‘Tis the season for pumpkin spice and mint everything. The leaves are beginning to fall and colder weather, and some snow is on its way. Saying goodbye to the summer heat can be a blessing, but welcoming the cold is often met with trepidation. Do you clip your horse for the winter or let them turn into a fluffy monster? Are you stuck up north or are you part of the volatile southern climates, where 30-degree temperature changes in a day are normal?
No matter where you’re located, winter can be a difficult time for providing the proper care for your horse, especially when it comes to blanketing. Ever wonder if Katy Perry’s Hot ‘N’ Cold song was about horse blankets rather than romance, because I certainly do.
Choosing the proper weight of a blanket for your horse can be challenging, as there’s many factors that come into play: such as clipped vs non-clipped, age, breed, inside a barn or outside, diet, etc. Every horse is unique, and ultimately it is up to you to learn and decide what works best for them.
First off, you want to make sure your blanket fits your horse correctly. To measure your horse, start at the center of their chest and go around the side of the body to where the tail begins. We recommend using a piece of rope or twine to make sure the measure contours around their body. Then use a tape measure to accurately record their size. If you’re still unsure, here’s a helpful video.
Now, onto the tricky part, understanding which temperature warrants which weight of blanket. There are many factors that play into which weight blanket you should put on your horse. Additionally, as the temperature changes throughout the day, you may be faced with the decision of either having to change blankets throughout the day, or having your horse be a touch warm or cold. As each horse handles temperatures differently, we recommend talking to your vet or barn manager about what to do if multiple blanket changes throughout the day aren’t possible during temperature swings. As a general rule of thumb, this chart represents how you would blanket a horse that comes in at night and is either clipped or non-clipped.

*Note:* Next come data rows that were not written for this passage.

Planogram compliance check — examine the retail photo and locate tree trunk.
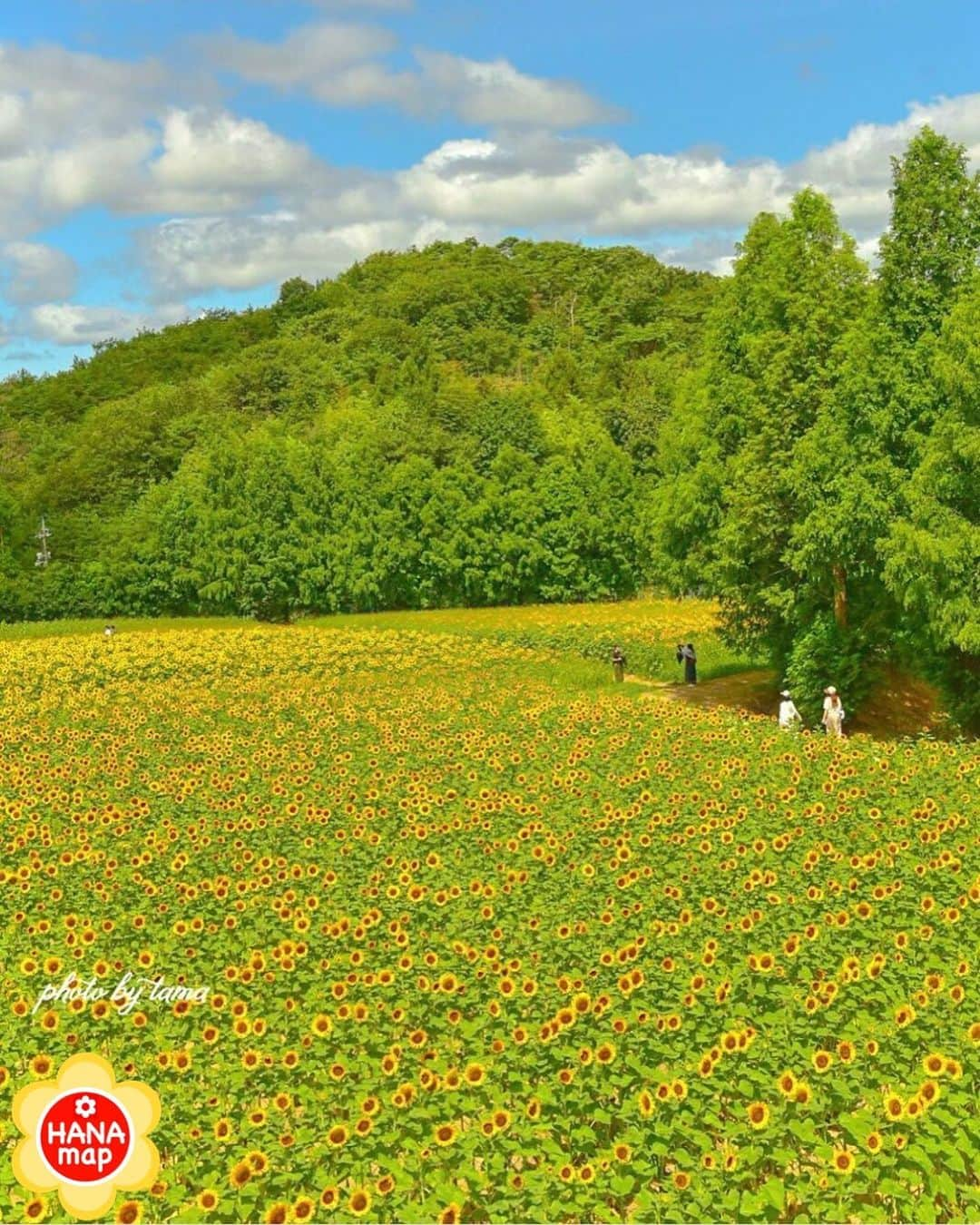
[830,564,848,630]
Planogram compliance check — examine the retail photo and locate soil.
[626,668,952,740]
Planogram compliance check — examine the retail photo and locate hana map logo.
[14,1054,161,1220]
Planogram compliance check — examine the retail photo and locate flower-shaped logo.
[14,1054,161,1220]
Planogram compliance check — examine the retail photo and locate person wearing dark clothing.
[678,642,697,685]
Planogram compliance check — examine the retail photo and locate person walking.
[779,690,804,729]
[678,642,697,685]
[821,685,844,738]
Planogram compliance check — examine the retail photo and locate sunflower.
[746,1102,769,1131]
[433,1123,456,1147]
[347,1187,371,1217]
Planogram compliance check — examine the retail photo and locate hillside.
[0,240,717,619]
[0,127,980,725]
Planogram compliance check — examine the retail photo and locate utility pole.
[34,514,52,570]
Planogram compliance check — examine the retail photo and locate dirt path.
[626,668,949,740]
[626,668,776,714]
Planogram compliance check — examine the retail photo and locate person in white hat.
[821,685,844,736]
[779,690,802,728]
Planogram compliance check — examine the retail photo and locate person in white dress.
[821,685,844,736]
[779,690,804,728]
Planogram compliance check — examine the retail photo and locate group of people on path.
[612,642,697,685]
[779,685,844,736]
[612,642,844,738]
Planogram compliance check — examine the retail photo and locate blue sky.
[0,0,980,376]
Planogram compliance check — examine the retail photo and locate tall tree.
[879,127,980,343]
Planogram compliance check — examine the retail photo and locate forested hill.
[0,127,980,720]
[0,239,718,617]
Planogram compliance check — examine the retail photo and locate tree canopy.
[0,127,980,719]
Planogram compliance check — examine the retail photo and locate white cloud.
[307,0,413,13]
[148,109,318,212]
[204,22,622,129]
[416,49,623,130]
[0,242,78,307]
[142,212,490,295]
[17,302,189,346]
[204,22,398,93]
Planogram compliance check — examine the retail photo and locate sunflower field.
[0,608,980,1222]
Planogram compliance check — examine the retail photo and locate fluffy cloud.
[9,24,980,344]
[307,0,413,13]
[206,22,622,129]
[416,50,623,130]
[0,242,78,307]
[206,22,398,101]
[141,212,503,295]
[17,302,190,346]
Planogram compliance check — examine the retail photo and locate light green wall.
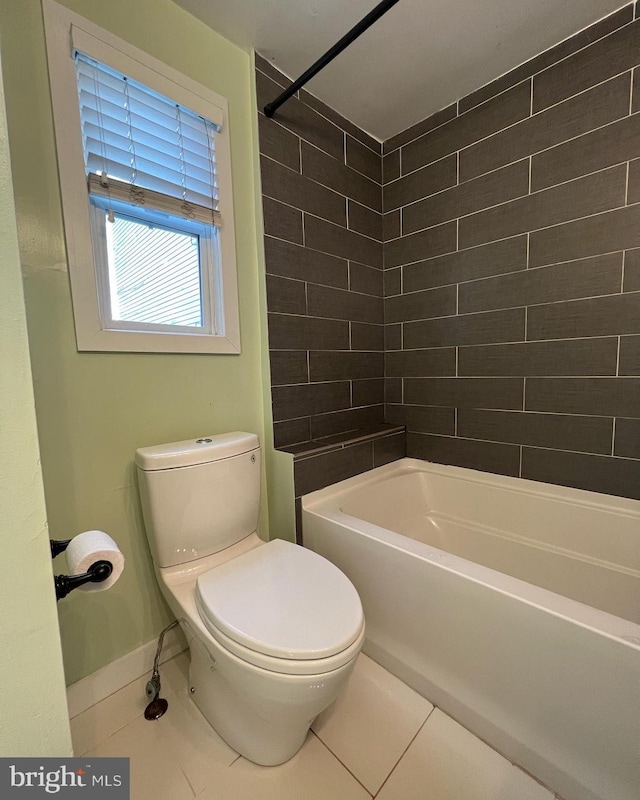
[0,0,293,683]
[0,51,72,757]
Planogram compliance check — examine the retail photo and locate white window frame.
[43,0,241,354]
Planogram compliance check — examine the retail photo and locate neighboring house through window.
[44,0,240,353]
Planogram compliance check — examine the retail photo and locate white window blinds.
[75,52,221,225]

It’s important to remember that every horse is different, you may find that your horse is the exception to the rule, and needs more or less warmth based on their individual needs and circumstances. Feeling behind your horse’s ear can give you an idea on how your horse’s temperature is. If the area is cold and damp, you likely should be using a heavier blanket.
Unfortunately, keeping your horse warm during the cold is only half the battle, as temperatures often fluctuate and your horses’ needs can change throughout the day. Some companies, like Kensington Protective Products, anticipated this problem and created blankets meant to combat that difficulty. The blankets from Kensington Protective Products are made to be highly breathable while still being durable, with an insulated Hollow Fill that allows for a loftier fit and for the air to travel between the insulation easier, and a moisture wicking liner to pull any moisture away from the horse as soon as there is a build up.
What are your favorite tips for keeping your horse warm and comfortable in the winter?